Brian Gottstein, a spokesman for the Virginia Attorney General’s office, said the Attorney General’s office would review the decision and consider their options.
Cuccinelli says he wants the court to reinstate the laws prohibiting consensual anal and oral sex for both gay and straight people, citing that anti-sodomy laws are not about sexual orientation, but said he wants to use the law to catch sexual predators.
But in the past, Cuccinelli has commented that he views sexual acts involving two people of the same sex as being crimes against nature, and has been a leader in the movement attempting to get the state back into the bedroom.
“My view is that homosexual acts, not homosexuality, but homosexual acts are wrong. They’re intrinsically wrong. And I think in a natural law-based country, it’s appropriate to have policies that reflect that … They don’t comport with natural law,” he said. “I happen to think that it represents — to put it politely, I need my thesaurus to be polite — behavior that is not healthy to an individual and in aggregate is not healthy to society.”

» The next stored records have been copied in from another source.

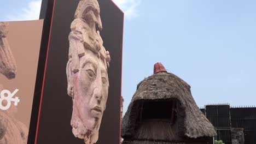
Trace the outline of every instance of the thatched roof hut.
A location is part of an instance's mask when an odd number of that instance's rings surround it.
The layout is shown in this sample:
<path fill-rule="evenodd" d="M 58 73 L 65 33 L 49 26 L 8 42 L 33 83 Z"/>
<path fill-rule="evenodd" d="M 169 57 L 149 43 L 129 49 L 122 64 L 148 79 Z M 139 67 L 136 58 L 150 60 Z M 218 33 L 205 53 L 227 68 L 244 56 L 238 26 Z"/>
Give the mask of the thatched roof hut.
<path fill-rule="evenodd" d="M 177 143 L 172 142 L 216 135 L 196 105 L 190 86 L 161 63 L 155 64 L 153 75 L 138 83 L 122 120 L 123 143 Z"/>

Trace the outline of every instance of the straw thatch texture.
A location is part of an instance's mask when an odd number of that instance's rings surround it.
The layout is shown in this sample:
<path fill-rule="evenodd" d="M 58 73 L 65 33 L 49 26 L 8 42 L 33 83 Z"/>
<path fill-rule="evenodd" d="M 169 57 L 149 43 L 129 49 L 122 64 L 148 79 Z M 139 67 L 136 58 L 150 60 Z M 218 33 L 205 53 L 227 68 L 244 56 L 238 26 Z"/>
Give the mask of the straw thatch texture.
<path fill-rule="evenodd" d="M 141 81 L 133 95 L 123 120 L 121 136 L 130 139 L 136 135 L 137 111 L 135 107 L 142 100 L 177 99 L 184 110 L 183 127 L 178 131 L 188 138 L 212 137 L 217 135 L 214 127 L 198 108 L 190 86 L 174 74 L 167 72 L 155 74 Z M 180 135 L 179 133 L 179 135 Z"/>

In 2004, Cuccinelli shared his concern with the Washington Times that “gays and lesbians want to ‘dismantle sodomy laws’ and ‘get education about homosexuals and AIDS in public schools.’”
Since the Supreme Court is currently discussing whether or not gay marriage should be legal, and has already ruled that anal and oral sex is OK, many believe his case won’t go far. But it’s Cuccinelli’s stance on issues like this that caused the Tea Party radical to encourage lawmakers to implement policies that support his far-right extremist views.
In an interview with Vermont’s Democratic Gov. Peter Shumlin, BuzzFeed reported that Shumlin said Cuccinelli makes Mitt Romney’s “47 percent” remark look moderate. “There is no more extreme example of a Tea Party candidate for governor than Cuccinelli,” Shumlin said.
“Look at moderate Republicans like the Virginia lieutenant governor Bill Bolling,” Shumlin said. “He knows what Ken Cuccinelli is. Go to Virginia and ask him how comfortable he is with Ken Cuccinelli.”
For example, as attorney general, Cuccinelli worked with Virginia’s current Republican Gov. Bob McDonnell to pass laws that would shut down almost every clinic offering abortion services, and he endorses implementing a law requiring women seeking an abortion to have a transvaginal probe first.
In 2009 he said that “most women who have abortions feel pressured into having them.”